La noche fué desagradable. Hacía demasiado cacalor, y sólo entonces apreciaba el inconveniente de aguantarlo sin alivio posible, en ese departamento con puerta a la calle, preferido, no obstante el consejo de M. Dubard, por su mayor independencia; pues, aunque el barrio era tranquilo, siempre había que contar con la curiosidad de algún transeunte.

Tenía razón el viejo francés, cliente perpetuo de aquella casa de huéspedes cuyas habitaciones había acabado por conocer una a una; tenía razón el pobre viejo, a quien se reprochó no ver sino fugazmente, desde hacía un mes largo; pues, aunque apenas fué su colega eventual en algunas mesas de examen, debíale atenciones, corrientes si se quería, pero apreciables, dadas su edad, su finura y hasta la circunstancia de suponerlo resentido con los Almeidas, quién sabía por qué...

...Por algún menosprecio que le harían, tal vez sin notarlo, para mayor ofensa.

Revelósele, de pronto, una enternecida relación entre esa soledad de extranjero, sin nadie, acaso, en el mundo, y su desamparo de huérfano, tirado por la suerte a la buena de Dios, sin dejarle, siquiera, el recuerdo de la madre muerta siendo él tan niño... Probablemente, díjose, bajo el peso del deshonor... De un deshonor que fuí yo mismo... Solían acometerlo de cuando en cuando aquellas crisis de angustiosa desazón ante la desgracia imaginable. Pero la de esa noche asumía una violencia singular.

—Demonio de ideas negras!, exclamó, encendiendo con rabiosa vehemencia su décimo cigarrillo. Hacía más calor aún, y la comida, que pidió en la antecámara, había contribuído a cargar la atmósfera.
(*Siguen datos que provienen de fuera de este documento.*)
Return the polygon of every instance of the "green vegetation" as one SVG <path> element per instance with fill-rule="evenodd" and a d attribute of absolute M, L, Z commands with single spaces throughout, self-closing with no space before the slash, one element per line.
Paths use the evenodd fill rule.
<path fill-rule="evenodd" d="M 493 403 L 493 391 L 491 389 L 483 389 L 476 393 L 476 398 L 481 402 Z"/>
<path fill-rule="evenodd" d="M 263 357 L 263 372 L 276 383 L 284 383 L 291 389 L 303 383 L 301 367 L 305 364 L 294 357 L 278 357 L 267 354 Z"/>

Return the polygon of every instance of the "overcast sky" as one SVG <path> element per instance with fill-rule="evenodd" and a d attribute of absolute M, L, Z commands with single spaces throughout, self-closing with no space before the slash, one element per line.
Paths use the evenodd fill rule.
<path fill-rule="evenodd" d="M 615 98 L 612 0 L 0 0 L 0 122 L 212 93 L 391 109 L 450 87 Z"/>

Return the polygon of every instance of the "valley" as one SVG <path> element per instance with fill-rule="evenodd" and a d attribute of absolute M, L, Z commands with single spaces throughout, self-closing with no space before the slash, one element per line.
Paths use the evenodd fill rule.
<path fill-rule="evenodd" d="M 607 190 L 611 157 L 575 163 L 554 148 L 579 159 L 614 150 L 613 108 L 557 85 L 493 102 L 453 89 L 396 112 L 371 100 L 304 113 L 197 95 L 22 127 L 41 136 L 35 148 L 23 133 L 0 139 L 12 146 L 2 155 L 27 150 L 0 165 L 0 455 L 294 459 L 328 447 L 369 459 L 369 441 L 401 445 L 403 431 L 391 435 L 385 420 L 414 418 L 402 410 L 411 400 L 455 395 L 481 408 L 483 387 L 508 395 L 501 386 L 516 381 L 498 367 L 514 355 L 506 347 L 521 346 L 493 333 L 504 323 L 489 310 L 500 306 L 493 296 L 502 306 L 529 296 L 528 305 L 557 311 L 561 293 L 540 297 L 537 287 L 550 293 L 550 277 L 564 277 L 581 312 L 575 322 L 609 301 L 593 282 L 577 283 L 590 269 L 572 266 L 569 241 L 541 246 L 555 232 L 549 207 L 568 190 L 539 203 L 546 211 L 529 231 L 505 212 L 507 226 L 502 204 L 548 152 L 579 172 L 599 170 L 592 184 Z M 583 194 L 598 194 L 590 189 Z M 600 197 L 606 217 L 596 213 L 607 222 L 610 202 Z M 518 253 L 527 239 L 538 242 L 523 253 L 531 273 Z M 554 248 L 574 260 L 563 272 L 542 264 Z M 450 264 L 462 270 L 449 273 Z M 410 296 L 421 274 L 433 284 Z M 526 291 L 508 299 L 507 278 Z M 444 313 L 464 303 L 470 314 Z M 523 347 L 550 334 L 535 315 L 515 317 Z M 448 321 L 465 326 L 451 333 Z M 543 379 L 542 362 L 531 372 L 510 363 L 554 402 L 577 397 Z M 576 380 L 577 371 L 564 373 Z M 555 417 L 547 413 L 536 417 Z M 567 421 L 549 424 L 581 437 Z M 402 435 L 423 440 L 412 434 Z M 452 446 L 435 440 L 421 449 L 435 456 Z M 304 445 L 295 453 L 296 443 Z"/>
No podía, para colmo, abrir la ventana de aquella habitación que daba al patio central, mientras tuviera luz, porque lo veían desde otros departamentos, sobre todo desde uno donde acababa de instalarse, para peor, pues velaba hasta el amanecer, una divette francesa: con lo que la humareda del continuo fumar; llenaba a cada rato las dos piezas del suyo.

—Para eso—se zahirió—para eso eres pobre, infeliz, y tienes que aprender a resignarte.

Suspiró con despechada ironía.

—Y a no formar castillos en el aire... —concluyó, siguiendo largamente con los ojos una voluta de humo.

Era menester, en efecto, fumarse aquel insomnio que se anunciaba tenaz, a despecho de los dos o tres expedientes aburridos cuyo estudio acometió con energía.

Por suerte, hacia las cuatro de la mañana sobrevínole una soporosa lasitud, y se durmió con sueño incómodo.